I believe that my design documentation + notes on revisions to make address all of the comments.

It must be maintained long term as a full supported feature.

We can maintain it in case anyone who was affected realizes that they have a problem years in the future, but I would prefer not to keep it easily discoverable by users for the long term. If we do, let us at least have warnings galore saying that running it is almost always unnecessary unless a developer asked that they run it. I do not want this being treated like a fsck tool. I would like to deprecate it in 0.8.0 and remove the documentation in 0.9.0 so that users are not discovering it long after the need has passed. If a bug report reaches us that merits its use, we could always instruct the user on how to invoke it.

Option 2 - Extend an existing tool like zdb to inspect a pool offline to determine if there are orphans which need to be recovered. Other developer tools could be extended as needed to provide a way recover these orphans and relink them in a lost+found directory. This would be much simpler and quicker way to get an immediately useful tool.

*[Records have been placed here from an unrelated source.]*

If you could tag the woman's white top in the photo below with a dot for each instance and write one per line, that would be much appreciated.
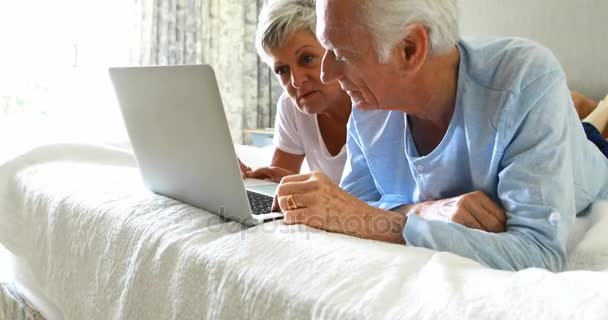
(298, 133)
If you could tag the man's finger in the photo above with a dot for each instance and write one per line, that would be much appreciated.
(464, 218)
(494, 209)
(484, 217)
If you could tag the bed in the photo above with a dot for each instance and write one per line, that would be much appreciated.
(89, 241)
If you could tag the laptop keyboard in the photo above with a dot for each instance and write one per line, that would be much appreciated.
(259, 203)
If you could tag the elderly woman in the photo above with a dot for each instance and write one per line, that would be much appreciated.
(311, 116)
(437, 122)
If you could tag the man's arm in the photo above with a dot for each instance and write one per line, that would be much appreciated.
(356, 177)
(536, 188)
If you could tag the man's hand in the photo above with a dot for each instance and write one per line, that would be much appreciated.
(274, 174)
(474, 210)
(314, 200)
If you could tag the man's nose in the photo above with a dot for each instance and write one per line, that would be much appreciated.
(330, 68)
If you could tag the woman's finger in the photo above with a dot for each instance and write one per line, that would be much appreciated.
(297, 201)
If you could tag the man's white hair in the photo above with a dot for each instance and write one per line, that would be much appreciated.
(279, 20)
(387, 21)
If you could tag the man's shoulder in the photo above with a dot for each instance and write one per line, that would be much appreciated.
(506, 64)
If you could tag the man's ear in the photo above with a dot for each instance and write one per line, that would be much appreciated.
(414, 47)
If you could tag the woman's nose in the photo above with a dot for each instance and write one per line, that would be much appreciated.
(298, 77)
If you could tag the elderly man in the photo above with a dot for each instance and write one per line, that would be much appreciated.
(445, 129)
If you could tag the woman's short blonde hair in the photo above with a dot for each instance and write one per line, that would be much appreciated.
(279, 20)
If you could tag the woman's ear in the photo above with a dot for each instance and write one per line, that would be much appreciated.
(414, 47)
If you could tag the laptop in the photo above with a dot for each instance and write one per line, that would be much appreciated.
(179, 133)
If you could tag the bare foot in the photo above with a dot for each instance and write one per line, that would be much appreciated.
(584, 106)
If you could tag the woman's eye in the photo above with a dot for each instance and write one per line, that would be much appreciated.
(307, 59)
(281, 70)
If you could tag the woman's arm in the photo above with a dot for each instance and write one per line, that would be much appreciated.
(283, 164)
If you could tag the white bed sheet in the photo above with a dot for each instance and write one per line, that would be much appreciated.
(99, 244)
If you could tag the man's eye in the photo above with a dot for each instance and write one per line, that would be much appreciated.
(340, 58)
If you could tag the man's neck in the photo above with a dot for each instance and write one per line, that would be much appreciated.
(438, 92)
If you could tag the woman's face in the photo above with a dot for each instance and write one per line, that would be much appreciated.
(298, 66)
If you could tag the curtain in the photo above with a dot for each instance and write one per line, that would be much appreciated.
(216, 32)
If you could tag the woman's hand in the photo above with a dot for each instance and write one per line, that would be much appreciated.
(274, 174)
(314, 200)
(244, 169)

While I have worked out a way to prune quite a bit of what needs to be checked to determine what is damaged, the time complexity is still sub-cubic and super-quadratic on snapshots for a single filesystem. For all filesystems' snapshots, it is super-cubic. I want the repair process for any damage caused by #7401 to be as painless as possible. An offline tool is not going to achieve that, especially not with the projected time complexity.

[mailinglists35]

Since orphaned files don't become un-orphaned (except by this process), you could consider operating off of a snapshot (or a zpool checkpoint openzfs/openzfs#560).

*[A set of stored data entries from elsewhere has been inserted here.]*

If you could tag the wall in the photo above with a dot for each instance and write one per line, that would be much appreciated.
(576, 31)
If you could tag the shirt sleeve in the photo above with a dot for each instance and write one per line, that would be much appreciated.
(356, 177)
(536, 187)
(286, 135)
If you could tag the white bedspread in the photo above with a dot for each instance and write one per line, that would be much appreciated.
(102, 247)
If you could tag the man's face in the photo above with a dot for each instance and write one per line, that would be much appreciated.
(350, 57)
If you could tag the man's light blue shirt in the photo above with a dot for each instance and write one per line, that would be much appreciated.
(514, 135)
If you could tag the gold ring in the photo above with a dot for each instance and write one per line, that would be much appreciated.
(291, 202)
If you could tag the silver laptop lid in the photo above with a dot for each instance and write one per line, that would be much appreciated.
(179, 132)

is openzfs pool checkpoint feature being worked on to integrate in ZoL?

[dweeezil]

@mailinglists35 I did a dry-run port of the checkpoint patch to ZoL as part of the work on the recently-committed import updates (which are a prerequisite to checkpoint) and it was sufficient to show me that it's going to be a fairly heavy lift to get pool checkpoint integrated to ZoL. That said, I'll likely give it a try this weekend.